Lent is the season that reminds me of Peter dragging the bike up the hill, riding it down, falling, getting up, and trying over again. Lent is the season for stubbed toes, bruised shins, and brush-burnt knees. It is the season for falling down and getting up and trying over again. We just keep doing it until we get it right.
What are we trying to “get right”? Well, it is the Faith itself. Tertullian the second century writer said, “Christians are made, not born.”
“Now if any are eager to learn why baptismal grace is given by means of water, and not by any other of the elements, they will find the answer if they take up the Scriptures,” says St Cyril of Jerusalem in his Catechetical Lectures. For Cyril, Lent was the time of taking candidates for baptism through their final period of instruction. In some churches, it still is. Cyril responds to real or assumed questions his hearers bring, like: “Tell me again why we do this thing with the water and the words about Father, Son, and Holy Spirit?” and Cyril would tell it so those candidates would “get it right.”
You see, the only way they could worship “decently and in order,” as Paul had said, was if they got it right. To be orthodox, remember, means that you offer the right praise. You offer this praise to Abba, God the Father, through Jesus the Messiah in the power and through the means of the Holy Spirit. This is the way to make words and actions of praise properly. To make a doxology means that your praise is orthodox. So this was education for a purpose; it is education to give praise to the Holy One. This is education so that we “get it right.”
Let us remember one last thing about this doxa (praise). Doxa means “glory,” and so when we are orthodox we are rendering proper praise, yes, but what that also means is that we are giving praise to the One to whom it is genuinely due.
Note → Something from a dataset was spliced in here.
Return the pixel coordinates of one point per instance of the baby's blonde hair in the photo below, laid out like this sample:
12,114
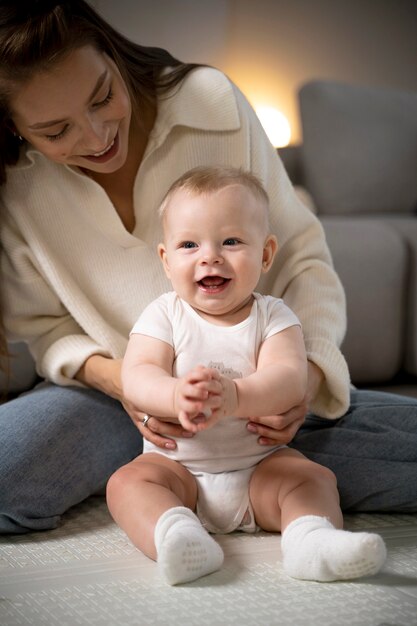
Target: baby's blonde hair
207,179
In Christian worship, this means that we are glorifying the One who came among us as a servant and the One who raised him from death, and the One who communicates God’s Truth from generation to generation in community. This is not natural; it is something we learn, like riding a bike.
Lent is a time for getting the story straight, for remembering Christ as the One through whom we are graciously and gracefully and sacrificially invited into the realm where Love reigns, a Love which is at one and the same time Holy. (Now this is a mystery, that Love and Holiness can meet as One.)
In Lent we all suffer bruised shins and bloody knees as we fall down trying to learn how to ride our way through the season, which is so crucial for the development of Christians.